Actually the more neurological research is performed the more complex this conundrum seems to get!
Yes, but we could say the same things about physics, particularly when physics at Planck scales got the focus of inquiry. Complex is an understatement. And yet, it’s reducible, natural, non-magical, non-supernatural, the working models we’ve produced.
If you read for example James Ross’ work on the Immaterial Aspects of Though in the of mind and thought, it even appears, if Ross is right, that reduction of the mind to the material brain is both impossible and absurd.
Crucially, Ross does not and cannot provide a means of testing whether his ideas are right, or wrong. Like Searle, Kripke and others, this is an appeal to intuition, or “pure reason”, if I recall Ross, his hangup is determinacy. But it’s a dead end, because it’s analytic philosophy, ideas which cower and hide from the adjudicating light of science. We can’t make any progress on Ross’ ideas because he hasn’t got any epistemic ground to judge them on.
More importantly, consciousness and rational thought and especially intentionality ARE entirely NEW properties, unlike wetness ‘Wa’ or even 'Wb’
That’s not shown. It may be they are just as reducible as wetness, just much more complex, beyond our current capabilities to reverse engineer.
So your statement,
in which you seem to confuse mind with brain, which are, unless proven, NOT the same thing, is actually nothing more than naive ‘wishful thinking’, compared to the matter of the mind-brain relationship that plagues many philosophers and scientists.
Science doesn’t “prove”. That’s an archaic conceit of abstract and analytic philosophy. Science builds models and tests them, and prefers more performative and economical models over less performative and less economic models.
Scientists can make headway on this, at least in principle. Philosophers are completely impotent on this question, unless they defer to science.
The human mind has not been reduced to physical processes alone, not by a very, very long shot… and there is NO guarantee it can be!

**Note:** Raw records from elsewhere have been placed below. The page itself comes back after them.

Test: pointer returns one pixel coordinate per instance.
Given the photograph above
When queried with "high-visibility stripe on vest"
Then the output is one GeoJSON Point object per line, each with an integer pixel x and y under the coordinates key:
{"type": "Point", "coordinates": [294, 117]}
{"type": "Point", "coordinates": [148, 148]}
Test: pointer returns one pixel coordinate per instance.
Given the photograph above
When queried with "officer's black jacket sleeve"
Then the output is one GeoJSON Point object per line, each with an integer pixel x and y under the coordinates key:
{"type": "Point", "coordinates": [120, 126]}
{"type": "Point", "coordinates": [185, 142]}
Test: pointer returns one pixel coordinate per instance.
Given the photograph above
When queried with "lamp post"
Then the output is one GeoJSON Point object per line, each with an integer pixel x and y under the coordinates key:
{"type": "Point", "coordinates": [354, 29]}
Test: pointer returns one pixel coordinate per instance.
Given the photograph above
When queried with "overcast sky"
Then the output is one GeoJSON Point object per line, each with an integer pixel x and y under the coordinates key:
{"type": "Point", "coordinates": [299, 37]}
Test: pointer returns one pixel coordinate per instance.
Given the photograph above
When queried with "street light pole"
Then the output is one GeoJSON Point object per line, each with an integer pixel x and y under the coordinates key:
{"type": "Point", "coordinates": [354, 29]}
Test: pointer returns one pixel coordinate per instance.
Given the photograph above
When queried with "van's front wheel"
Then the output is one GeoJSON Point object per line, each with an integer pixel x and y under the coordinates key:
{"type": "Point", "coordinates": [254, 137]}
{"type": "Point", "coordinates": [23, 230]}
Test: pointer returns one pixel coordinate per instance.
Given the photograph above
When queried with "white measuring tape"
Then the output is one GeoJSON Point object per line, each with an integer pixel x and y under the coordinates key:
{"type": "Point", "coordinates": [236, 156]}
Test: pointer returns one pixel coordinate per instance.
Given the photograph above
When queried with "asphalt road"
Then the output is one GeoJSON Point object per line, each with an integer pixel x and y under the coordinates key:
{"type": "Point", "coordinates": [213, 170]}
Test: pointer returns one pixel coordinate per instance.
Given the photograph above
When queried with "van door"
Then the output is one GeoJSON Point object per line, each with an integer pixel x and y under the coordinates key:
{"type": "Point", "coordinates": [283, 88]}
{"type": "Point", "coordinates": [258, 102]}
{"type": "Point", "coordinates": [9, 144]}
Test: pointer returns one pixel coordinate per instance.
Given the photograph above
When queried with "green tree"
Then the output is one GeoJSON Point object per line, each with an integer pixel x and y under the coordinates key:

No, but we are not aware of any insuperable problems, and science has in its wake a long list of “reductions” of other complex phenomena that were once thought to be magic, or supernatural or otherwise non-reducible, non-mechanistic. None of that guarantees anything, but it’s a pattern that should inform our expectations. In contrast to the poverty of dualist intuitions in terms of evidence and performative models we can test, it’s a conspicuously lopsided contest between them.
(*) NOTE:
SOME parts and functions of the mind ARE reducible to physical brain processes, that is certain and out of discussion. But here we are focusing on Consciousness and Rational Intelligence here, not, for example, ‘vision’ or senses… although as I said, sensation is also under debate in the field.
It’s a familiar and now time-honored trend. Science just de-magicalizes, naturalizes and mechanicalizes one thing after another. Science is a major killjoy for superstitious types.